A possible limitation is that MSC could be biased toward being attentive to suffering. Therefore, results could have been different using other types of mindfulness interventions such as mindful meditation. Several studies have supported use of mindful meditation for improving attentional control, while few studies have investigated this for MSC. However, as the results showed, both MSC and ATT were equally efficient in improving attention flexibility thereby demonstrating that also MSC is associated with change in attention. It has been suggested that self-compassion could be a better predictor of symptom severity than mindfulness (Van Dam et al., 2011). However, other studies have not reached the same conclusion (e.g., López et al., 2016). Further research is therefore needed in order to discover whether any specific type of intervention is more efficient than others in improving attention flexibility.”
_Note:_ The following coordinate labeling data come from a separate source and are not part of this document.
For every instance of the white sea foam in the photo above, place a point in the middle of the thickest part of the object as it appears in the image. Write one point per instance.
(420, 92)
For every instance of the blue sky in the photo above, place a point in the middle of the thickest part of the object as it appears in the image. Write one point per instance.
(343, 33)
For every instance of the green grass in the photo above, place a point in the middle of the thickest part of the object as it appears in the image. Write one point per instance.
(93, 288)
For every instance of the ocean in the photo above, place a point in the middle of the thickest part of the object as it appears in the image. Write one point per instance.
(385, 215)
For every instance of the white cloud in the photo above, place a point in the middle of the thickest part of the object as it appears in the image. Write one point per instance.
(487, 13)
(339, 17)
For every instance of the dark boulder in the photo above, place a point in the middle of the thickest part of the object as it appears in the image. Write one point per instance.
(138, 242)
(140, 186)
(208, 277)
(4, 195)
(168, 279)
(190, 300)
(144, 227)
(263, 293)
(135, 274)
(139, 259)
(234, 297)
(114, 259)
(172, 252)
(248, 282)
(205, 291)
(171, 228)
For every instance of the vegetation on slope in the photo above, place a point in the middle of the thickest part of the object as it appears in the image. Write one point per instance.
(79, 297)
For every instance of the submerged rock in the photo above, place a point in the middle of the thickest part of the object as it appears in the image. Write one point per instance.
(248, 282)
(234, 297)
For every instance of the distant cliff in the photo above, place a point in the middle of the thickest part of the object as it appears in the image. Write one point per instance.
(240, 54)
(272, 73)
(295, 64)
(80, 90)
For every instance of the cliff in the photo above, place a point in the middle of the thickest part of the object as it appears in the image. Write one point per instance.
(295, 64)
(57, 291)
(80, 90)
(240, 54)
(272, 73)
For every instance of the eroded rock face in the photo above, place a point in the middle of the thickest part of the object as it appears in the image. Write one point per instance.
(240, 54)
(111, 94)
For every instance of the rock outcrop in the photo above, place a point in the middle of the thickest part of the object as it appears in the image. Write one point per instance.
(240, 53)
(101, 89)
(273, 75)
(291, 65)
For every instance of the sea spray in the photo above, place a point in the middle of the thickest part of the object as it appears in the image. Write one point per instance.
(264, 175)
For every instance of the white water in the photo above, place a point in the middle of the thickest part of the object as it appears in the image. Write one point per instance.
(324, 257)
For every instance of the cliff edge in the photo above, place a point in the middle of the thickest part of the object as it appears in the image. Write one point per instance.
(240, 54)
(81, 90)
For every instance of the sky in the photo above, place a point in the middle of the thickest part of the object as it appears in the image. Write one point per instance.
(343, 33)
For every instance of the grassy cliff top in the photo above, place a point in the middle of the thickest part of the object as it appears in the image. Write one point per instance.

A practical implication from the current study is that attention flexibility might be an important common factor in emotional disorders and treatment. The importance of these findings is mirrored by observations that techniques enhancing skills of attentional control (e.g., by mindfulness meditation) could prevent relapse in depression (Teasdale et al., 1995). This finding has considerable implications and provides an initial step toward understanding how attention flexibility could be a possible mechanism by which interventions may decrease symptoms of depression and anxiety. Future studies should investigate the most efficient ways of improving attentional control. It is therefore important for future research to examine how and why attention flexibility works, in order to optimize treatment by specifically targeting this underlying mechanism. Additional and more objective measures of attention flexibility than self-report should be included, such as set-shifting tasks. The relationship between attention flexibility and locus of attention is also of interest to investigate. Future studies may also include an additional control group such a wait-list or a talking condition.

Conclusion

This RCT supports both MSC and ATT as promising perspectives for reducing symptoms of anxiety and depression when administered in a brief group based intervention. Symptom reduction was accompanied by significant increases in mindfulness, self-compassion, and attention flexibility post-intervention. These results were maintained at 6-month follow-up and the level of mindfulness even kept increasing from post-intervention to follow-up. Mechanisms of change may be more similar across the techniques than different, and increase in attention flexibility may be the most important underlying psychological process in both models. Thus, targeting attention flexibility specifically should be of interest in psychological treatment and future research.

Ethics statement

The study was a RCT approved by the Regional Medical Ethics Committee in Norway (ref.nr. 2015/470). Informed written consent was given from all participants.

Author contributions

SS initiated the project and was responsible for getting ethical approval. HH and GV were group leaders for the first four groups. IG and RH were group leaders for the last six groups. SS supervised the group leaders. All authors contributed equally to writing the manuscript and analyzing the data.

Conflict of interest statement

The authors declare that the research was conducted in the absence of any commercial or financial relationships that could be construed as a potential conflict of interest.

Footnotes

1As effect sizes were not given by Fergus et al. (2014), these were calculated using Morris and DeShon's (2002) Equation (8) with correlation coefficient 0.5.